Researchers evaluated all consecutive patients with newly diagnosed DLBCL or transformed indolent lymphoma from the University Hospital of Reims between January 2006 and June 2018. For the subsequent analysis on hypercalcemia, primary DLBCL of the central nervous system, post-transplantation lymphoproliferative disorders (PTLD), HIV-associated lymphoma, lymphomatoid granulomatosis, B-cell lymphoma unclassifiable with features intermediate between DLBCL and Hodgkin lymphoma, and transformation of a previously diagnosed indolent lymphoma were excluded. 

For patients who were hypercalcemic, researchers looked for previous granulomatosis or primary hyperparathyroidism (PHPT), thiazide diuretic treatment, and vitamin D supplementation in order to exclude hypercalcemia unrelated to DLBCL. Histological markers including CD10, BCL6, MUM1, BCL2, MYC, EBER, and Ki67 were also collected. Karyotype and results of fluorescence in situ hybridization for MYC, BCL2, and BCL6 were collected if available.

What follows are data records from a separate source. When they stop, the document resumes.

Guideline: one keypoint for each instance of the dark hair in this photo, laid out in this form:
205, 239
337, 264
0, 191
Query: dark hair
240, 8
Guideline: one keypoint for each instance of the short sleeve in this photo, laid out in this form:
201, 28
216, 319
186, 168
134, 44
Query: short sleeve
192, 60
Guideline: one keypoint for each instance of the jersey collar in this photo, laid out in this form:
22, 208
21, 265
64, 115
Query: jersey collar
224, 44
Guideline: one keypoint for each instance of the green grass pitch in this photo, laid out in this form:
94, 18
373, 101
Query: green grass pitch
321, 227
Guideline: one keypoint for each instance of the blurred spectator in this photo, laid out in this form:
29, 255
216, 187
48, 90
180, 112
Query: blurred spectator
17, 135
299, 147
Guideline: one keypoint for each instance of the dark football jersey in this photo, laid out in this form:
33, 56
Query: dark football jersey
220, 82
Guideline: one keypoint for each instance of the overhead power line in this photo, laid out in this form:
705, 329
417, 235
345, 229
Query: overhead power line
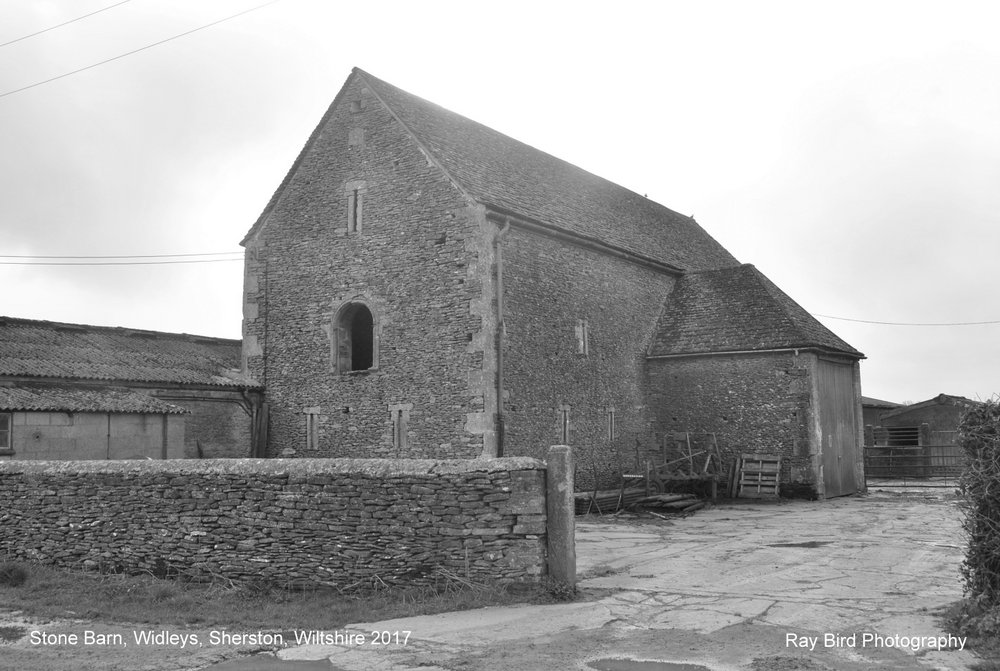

Overall, a total of 305 patients, including 248 with de novo DLBCL and 57 with transformed indolent lymphomas, were assessed. Further, the prevalence of calcemia >10.5 mg/dL at diagnosis of de novo DLBCL and transformed indolent lymphomas was 23% and 26%, respectively. 

Hypercalcemia in de novo DLBCL was found to be strongly associated with high-risk features, especially with IPI components, but also with B symptoms, β2-micro-globulin, hemoglobin, and albumin levels. The diagnosis-to-treatment interval was also significantly less for hypercalcemic patients (P = 0.001). Moreover, these associations with adverse prognostic factors translated into lower rates of EFS24 (HR, 1.66; 95% CI, 1.08-2.54) and shorter progression-free survival (P = .0059) and overall survival (P = .0003) for patients with lymphoma-related hypercalcemia but not independently of IPI parameters.

“Contrary to popular belief, the prevalence of hypercalcemia does not appear to be higher in transformed indolent lymphomas in our study,” the authors wrote. 

Notably, PTH levels were only available in approximately 1 quarter of the patients with hypercalcemia, and as a result, the diagnosis of PHPT is possibly underestimated in this study cohort. Additionally, the researchers could not explore whether patients with calcitriol-mediated hypercalcemia had worse outcomes than patients with other hypercalcemia mechanisms, as PTH-rp and calcitriol were only available in a small number of cases. 

“This finding encourages us to reconsider our biological evaluation in case of hypercalcemia at diagnosis of DLBCL and would ideally need to be studied prospectively,” the authors wrote.

Reference:

 

Gauchy A, Kanagaratnam L, Quinquenel A, et al. Hypercalcemia at diagnosis of diffuse large B-cell lymphoma is not uncommon and is associated with high-risk features and a short diagnosis-to-treatment interval. Hematological Oncology. doi:10.1002/hon.2735.